Our haplotype analysis of the X chromosome from the GWAS for AMD confirmed the results of the single-marker analysis on the X chromosome for AMD.1 Moreover, a chromosomal region consisting of five SNPs (rs707289, rs10521496, rs10521495, rs1886894, and rs1012930) has been identified as associated with AMD. A disease-preventive haplotype (ATGAC) on these five SNPs was also identified. This region is covered by the gene DIAPH2, which is known to cause premature ovarian failure (POF) in females. Our results indicated that DIAPH2 may be associated with both premature ovarian failure (POF) and AMD. Although clinical studies have reported the relation between POF and some eye disease symptoms,14 the relation between POF and AMD has not been reported.15 Our finding may motivate future clinical and genetic studies for this candidate gene.

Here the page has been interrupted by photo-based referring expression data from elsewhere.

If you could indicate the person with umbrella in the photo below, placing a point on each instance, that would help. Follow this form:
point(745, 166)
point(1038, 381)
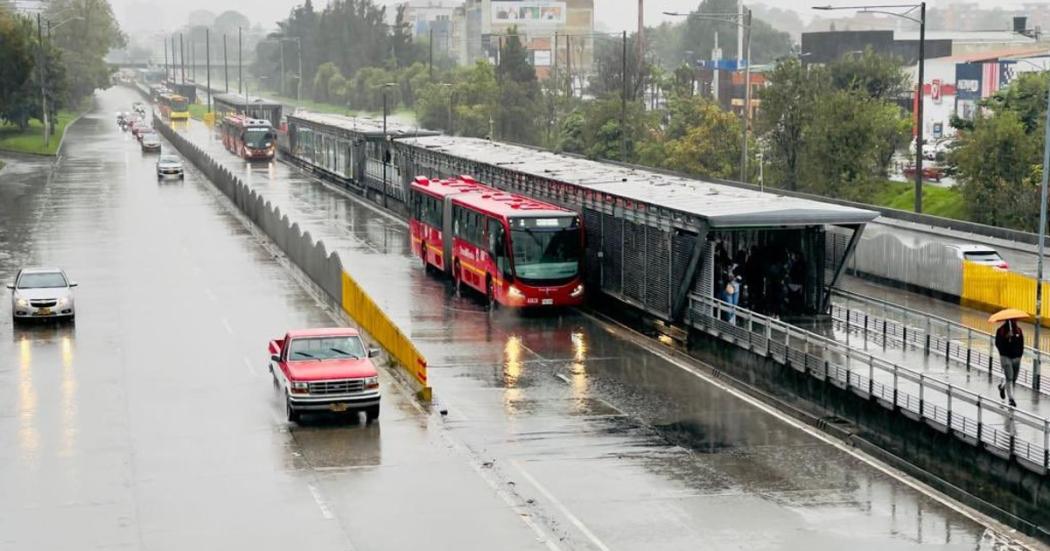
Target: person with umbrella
point(1010, 343)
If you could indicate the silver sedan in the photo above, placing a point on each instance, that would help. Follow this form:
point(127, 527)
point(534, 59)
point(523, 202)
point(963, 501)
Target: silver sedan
point(42, 293)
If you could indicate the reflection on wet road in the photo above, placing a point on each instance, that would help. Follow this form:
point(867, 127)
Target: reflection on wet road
point(625, 449)
point(151, 423)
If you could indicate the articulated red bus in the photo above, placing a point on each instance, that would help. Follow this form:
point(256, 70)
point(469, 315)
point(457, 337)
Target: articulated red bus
point(517, 251)
point(251, 139)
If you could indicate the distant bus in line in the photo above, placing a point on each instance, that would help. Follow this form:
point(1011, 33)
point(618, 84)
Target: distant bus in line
point(174, 107)
point(249, 139)
point(518, 252)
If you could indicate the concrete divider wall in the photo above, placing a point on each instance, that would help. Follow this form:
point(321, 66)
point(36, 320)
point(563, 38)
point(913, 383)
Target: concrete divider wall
point(312, 256)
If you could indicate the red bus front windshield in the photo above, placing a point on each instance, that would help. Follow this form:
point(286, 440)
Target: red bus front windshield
point(258, 138)
point(546, 250)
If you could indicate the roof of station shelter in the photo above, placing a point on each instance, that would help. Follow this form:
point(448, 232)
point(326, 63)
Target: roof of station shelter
point(719, 205)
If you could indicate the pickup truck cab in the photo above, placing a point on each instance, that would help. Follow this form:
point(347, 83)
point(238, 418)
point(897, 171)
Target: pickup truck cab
point(324, 369)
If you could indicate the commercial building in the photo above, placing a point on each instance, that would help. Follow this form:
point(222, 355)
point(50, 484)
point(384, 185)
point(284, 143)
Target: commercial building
point(555, 33)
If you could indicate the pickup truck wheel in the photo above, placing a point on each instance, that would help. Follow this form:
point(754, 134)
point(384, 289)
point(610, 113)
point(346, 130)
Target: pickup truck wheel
point(293, 416)
point(372, 414)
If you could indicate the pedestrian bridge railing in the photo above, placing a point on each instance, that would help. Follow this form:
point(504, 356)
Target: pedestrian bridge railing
point(958, 343)
point(989, 424)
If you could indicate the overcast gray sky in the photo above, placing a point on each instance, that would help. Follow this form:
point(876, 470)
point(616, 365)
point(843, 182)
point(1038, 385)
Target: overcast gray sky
point(613, 15)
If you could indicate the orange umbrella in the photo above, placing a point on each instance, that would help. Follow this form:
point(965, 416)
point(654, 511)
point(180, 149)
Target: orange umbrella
point(1010, 313)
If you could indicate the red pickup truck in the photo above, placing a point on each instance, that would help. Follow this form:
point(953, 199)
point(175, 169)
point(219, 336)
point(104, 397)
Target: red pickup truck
point(324, 369)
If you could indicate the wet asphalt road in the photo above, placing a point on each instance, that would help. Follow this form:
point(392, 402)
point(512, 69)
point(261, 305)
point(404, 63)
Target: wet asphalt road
point(152, 425)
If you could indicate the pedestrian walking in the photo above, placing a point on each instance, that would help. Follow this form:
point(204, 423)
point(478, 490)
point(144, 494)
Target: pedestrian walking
point(1010, 343)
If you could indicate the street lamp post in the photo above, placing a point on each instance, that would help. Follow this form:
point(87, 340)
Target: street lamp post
point(742, 21)
point(920, 96)
point(385, 140)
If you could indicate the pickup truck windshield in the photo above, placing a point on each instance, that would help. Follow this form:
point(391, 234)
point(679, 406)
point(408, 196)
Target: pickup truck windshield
point(326, 348)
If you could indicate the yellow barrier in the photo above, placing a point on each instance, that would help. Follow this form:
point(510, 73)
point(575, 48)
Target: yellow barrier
point(371, 318)
point(989, 289)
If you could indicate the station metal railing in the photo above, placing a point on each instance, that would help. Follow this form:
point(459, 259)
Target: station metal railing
point(958, 343)
point(996, 427)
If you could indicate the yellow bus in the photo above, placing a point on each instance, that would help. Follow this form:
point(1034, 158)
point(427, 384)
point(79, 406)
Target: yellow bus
point(174, 107)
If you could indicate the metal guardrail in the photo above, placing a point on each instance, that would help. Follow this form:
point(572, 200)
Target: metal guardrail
point(971, 348)
point(999, 428)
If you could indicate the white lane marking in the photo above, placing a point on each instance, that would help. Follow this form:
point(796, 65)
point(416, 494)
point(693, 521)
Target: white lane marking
point(561, 507)
point(620, 330)
point(326, 512)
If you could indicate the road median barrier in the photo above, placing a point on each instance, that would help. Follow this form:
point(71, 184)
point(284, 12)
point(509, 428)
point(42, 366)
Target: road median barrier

As there are 206 SNPs in the haplotype ATGAC in HapMap16 that were not genotyped in the 100K SNPs, fine mapping and analyses of these SNPs using existing or new case–control samples would further help to localize disease loci on the X chromosome. Currently, GWAS uses 500K to 1 million SNPs. Hence the X chromosome would contain about 5–10 times more SNPs than that with 100K SNPs. Applying our approach to current GWAS would help to identify much more candidate-regions or genes for further investigation than single marker analysis. Although we focused on a haplotype-sharing approach for the X chromosome, comparing this approach to other methods for haplotype analysis for the X chromosome under various genetic models requires future work.